Volkswagen will produce more engines and transmissions in China as part of its global expansion strategy to meet rising demand for fuel efficient vehicles.


The company – China’s largest foreign car manufacturer – will manufacture its TSI engines and DSG gearboxes in an attempt to reduce the fuel consumption of its locally made cars by 20 per cent by 2010.

Volkswagen China President and CEO, Winfried Vahland, is confident that the combination of its turbocharged direct-injection petrol engines and double-clutch automatic gearboxes will deliver on those goals.

"If you want to become number one in the market, you have to be number one in technology.

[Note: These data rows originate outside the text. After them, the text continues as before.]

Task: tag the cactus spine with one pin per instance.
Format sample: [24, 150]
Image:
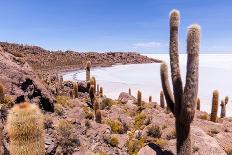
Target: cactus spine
[101, 92]
[88, 66]
[150, 99]
[91, 94]
[2, 94]
[226, 100]
[25, 129]
[183, 103]
[96, 106]
[223, 109]
[162, 104]
[214, 110]
[139, 98]
[75, 88]
[98, 89]
[198, 104]
[88, 85]
[1, 138]
[98, 117]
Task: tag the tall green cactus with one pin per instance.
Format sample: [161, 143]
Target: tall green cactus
[198, 104]
[214, 110]
[223, 109]
[98, 117]
[93, 82]
[2, 94]
[1, 137]
[101, 92]
[226, 100]
[98, 89]
[183, 103]
[91, 94]
[88, 66]
[150, 99]
[139, 98]
[75, 88]
[25, 127]
[162, 104]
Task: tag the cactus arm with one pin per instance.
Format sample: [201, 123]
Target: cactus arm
[191, 84]
[174, 58]
[166, 87]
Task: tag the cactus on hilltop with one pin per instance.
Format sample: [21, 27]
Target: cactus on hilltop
[198, 104]
[139, 98]
[93, 82]
[223, 109]
[2, 94]
[98, 89]
[88, 66]
[162, 102]
[182, 102]
[101, 92]
[75, 89]
[98, 117]
[91, 94]
[25, 127]
[150, 99]
[214, 110]
[226, 100]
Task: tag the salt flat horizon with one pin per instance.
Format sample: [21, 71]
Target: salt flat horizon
[214, 73]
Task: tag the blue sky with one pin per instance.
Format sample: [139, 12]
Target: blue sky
[114, 25]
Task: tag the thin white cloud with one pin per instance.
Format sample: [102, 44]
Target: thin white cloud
[153, 45]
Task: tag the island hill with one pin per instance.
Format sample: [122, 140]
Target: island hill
[42, 114]
[45, 60]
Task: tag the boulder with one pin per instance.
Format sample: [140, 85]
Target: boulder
[22, 83]
[205, 144]
[146, 151]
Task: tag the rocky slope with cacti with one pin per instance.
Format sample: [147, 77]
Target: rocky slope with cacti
[53, 61]
[46, 115]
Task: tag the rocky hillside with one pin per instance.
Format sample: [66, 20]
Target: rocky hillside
[126, 128]
[42, 59]
[22, 83]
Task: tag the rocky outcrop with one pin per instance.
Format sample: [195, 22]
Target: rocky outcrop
[22, 83]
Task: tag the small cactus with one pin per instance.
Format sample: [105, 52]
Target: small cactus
[98, 89]
[223, 109]
[93, 82]
[226, 100]
[1, 138]
[25, 127]
[198, 104]
[214, 109]
[91, 94]
[75, 88]
[150, 99]
[88, 66]
[71, 93]
[129, 91]
[88, 84]
[98, 117]
[139, 98]
[101, 92]
[2, 95]
[162, 104]
[96, 106]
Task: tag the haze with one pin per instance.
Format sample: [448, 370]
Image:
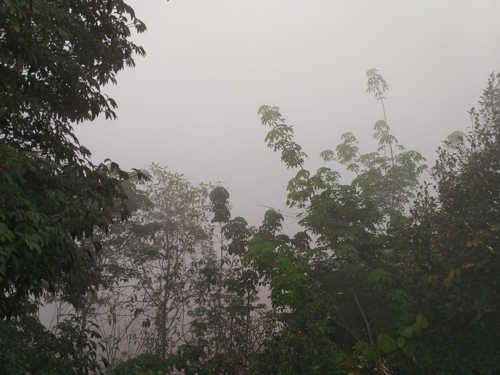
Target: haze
[192, 103]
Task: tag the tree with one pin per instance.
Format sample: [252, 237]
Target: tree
[54, 58]
[454, 240]
[344, 293]
[51, 194]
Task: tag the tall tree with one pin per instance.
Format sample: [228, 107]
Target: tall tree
[54, 58]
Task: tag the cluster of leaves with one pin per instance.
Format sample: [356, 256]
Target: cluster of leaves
[401, 278]
[55, 56]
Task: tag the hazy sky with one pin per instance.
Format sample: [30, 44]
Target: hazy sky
[192, 103]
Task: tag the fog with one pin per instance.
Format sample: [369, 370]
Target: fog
[192, 103]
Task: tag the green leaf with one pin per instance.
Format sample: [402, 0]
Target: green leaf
[406, 331]
[401, 342]
[409, 350]
[369, 353]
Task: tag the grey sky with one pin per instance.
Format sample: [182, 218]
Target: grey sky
[192, 103]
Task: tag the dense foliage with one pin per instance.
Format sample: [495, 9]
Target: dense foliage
[54, 58]
[149, 273]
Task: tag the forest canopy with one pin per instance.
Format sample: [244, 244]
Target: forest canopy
[151, 273]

“We are confident we will achieve the target by next year,” he said, adding that VW had already reduced its fuel consumption by 17 per cent in the past two years.

VW China will also build a $1 billion plant in Dalian in the country’s northeast to produce 300,000 DSG gearboxes in 2010.

It will be the sister factory to the engine plant already in Dalian, which will soon increase capacity to make 30,000 1.4, 1.6 and 2.0-litre engines.

The announcement comes less than two weeks after it was revealed that VW will build a plant in the south of China, in addition to current plans in Shanghai and in the northeastern city Changchun.

VW is not yet well established in South China, an area which accounts for 35 per cent of China’s new car sales, of which VW has just a 5 per cent share.

Throughout the rest of China however, VW is booming, with sales up 35 per cent through the first nine months of 2009, breaking the one million mark in September.

In February, VW announced its ambitions to sell two million vehicles in China by 2018 and the latest developments will go a long way to achieving that goal.